Tim Bach. Der wohl einfältigste und unkreativste Name seit dem Anbeginn der Namensgebung.  Und wie es schien eine recht beliebte Namenskombination. Hätte Löckchen mir nicht den Namen der Kanzlei gegeben, in der Blondie arbeitete, würde ich mich immer noch durch die Gelben Seiten wühlen.

Ich hatte Blondie immer für etwas dümmlich, wenn nicht sogar ziemlich beschränkt gehalten und es war mir bisher ein Rätsel gewesen, wie dieser Mann ein Jurastudium hatte absolviert können. Doch als er dann mit dem teuren Anzug, der schwarzen Ledertasche und eleganten Schritten durch das Foyer dieser Nobel Kanzlei lief, fragte ich mich, ob er vielleicht nur in Sammys Gegenwart so blond wirkte. Vielleicht machte Liebe ja tatsächlich dumm. Ich glaubte kaum, dass ich das dachte, aber in dieser Umgebung und in diesem Aufzug strahlte er fast schon so etwas wie Autorität und Kompetenz aus.  Ich entdeckte ganz neue Seiten an ihm.

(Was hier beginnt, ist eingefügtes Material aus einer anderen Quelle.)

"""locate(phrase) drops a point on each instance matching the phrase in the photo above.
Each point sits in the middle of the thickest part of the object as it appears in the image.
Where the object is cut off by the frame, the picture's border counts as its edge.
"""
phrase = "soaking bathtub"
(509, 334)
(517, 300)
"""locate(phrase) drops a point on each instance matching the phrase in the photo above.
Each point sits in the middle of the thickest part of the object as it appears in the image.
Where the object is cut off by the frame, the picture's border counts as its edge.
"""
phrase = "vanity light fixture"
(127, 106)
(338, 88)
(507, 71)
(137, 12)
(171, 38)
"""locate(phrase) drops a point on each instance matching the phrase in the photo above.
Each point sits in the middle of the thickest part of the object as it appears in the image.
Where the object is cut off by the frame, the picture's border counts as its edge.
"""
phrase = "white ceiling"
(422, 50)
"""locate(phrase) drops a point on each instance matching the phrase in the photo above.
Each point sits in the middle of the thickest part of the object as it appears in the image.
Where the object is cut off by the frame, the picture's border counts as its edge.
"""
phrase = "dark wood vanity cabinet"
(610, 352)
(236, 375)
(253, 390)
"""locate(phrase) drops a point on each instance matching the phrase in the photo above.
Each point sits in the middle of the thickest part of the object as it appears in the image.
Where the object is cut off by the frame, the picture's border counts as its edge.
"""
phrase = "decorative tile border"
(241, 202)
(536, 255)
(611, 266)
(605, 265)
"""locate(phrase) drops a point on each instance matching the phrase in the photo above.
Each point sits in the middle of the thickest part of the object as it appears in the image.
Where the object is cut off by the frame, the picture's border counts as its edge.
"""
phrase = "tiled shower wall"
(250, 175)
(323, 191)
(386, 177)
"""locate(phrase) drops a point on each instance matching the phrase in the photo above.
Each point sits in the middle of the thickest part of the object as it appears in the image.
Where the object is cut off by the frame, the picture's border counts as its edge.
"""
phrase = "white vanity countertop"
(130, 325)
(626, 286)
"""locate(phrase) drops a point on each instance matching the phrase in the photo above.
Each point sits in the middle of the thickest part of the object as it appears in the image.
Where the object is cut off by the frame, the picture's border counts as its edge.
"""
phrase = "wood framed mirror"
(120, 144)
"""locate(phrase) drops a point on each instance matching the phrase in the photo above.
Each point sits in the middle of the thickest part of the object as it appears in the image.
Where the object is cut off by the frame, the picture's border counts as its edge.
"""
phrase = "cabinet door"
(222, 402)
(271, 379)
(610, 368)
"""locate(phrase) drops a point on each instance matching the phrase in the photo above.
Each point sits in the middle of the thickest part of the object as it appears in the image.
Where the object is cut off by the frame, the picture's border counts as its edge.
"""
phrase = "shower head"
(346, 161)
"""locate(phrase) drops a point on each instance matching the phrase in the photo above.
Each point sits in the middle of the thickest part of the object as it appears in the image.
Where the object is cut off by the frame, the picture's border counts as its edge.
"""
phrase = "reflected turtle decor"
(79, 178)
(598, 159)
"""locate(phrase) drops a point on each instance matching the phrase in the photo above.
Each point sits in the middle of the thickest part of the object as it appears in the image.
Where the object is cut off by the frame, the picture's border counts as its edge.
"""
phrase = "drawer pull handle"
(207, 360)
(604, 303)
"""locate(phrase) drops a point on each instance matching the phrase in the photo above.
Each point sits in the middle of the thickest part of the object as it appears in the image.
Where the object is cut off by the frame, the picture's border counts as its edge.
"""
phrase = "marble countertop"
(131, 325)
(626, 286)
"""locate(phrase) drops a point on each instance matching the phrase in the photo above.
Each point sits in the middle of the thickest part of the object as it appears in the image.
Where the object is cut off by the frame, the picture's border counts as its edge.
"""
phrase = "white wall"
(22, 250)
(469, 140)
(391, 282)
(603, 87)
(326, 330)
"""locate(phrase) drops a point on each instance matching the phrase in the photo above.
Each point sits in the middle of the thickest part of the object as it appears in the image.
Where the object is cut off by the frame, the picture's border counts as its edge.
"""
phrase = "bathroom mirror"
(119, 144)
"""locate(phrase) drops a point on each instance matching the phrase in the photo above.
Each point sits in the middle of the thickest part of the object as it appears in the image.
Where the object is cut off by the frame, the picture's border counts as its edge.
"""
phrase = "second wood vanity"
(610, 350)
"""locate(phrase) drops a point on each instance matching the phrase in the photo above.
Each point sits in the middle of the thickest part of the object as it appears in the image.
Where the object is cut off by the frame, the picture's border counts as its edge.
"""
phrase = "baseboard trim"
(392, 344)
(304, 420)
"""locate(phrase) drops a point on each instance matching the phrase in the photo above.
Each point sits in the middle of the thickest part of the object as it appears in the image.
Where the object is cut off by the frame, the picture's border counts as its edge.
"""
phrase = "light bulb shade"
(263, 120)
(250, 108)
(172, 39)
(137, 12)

Mein lauter Pfiff hallte an der hohen Decke des hell gehaltenen Eingangsbereiches wieder. Ich wartete bereits seit einer viertel Stunde darauf, dass der werte Herr endlich Mittag machte. Die Empfangsdame hatte sich schlichtweg geweigert, mich nach oben in die Kanzlei zu lassen und auch für einen Anruf im entsprechenden Büro war sie anscheinend zu beschäftigt. Die Stifte der Größe nach zu sortieren, war aber auch nun wirklich eine extrem wichtige Aufgabe, da verstand ich natürlich, dass sie sich da nicht auch noch mit meinen Anliegen rumschlagen konnte.
Ich wusste nicht, was an meiner löchrigen Jeans und meinem knittrigen Shirt so schlimm zu sein schien, aber sie hatte mich gemusterte, als wäre ich ein potenzieller Attentäter, dabei hatte ich noch nicht einmal einen Rucksack dabei.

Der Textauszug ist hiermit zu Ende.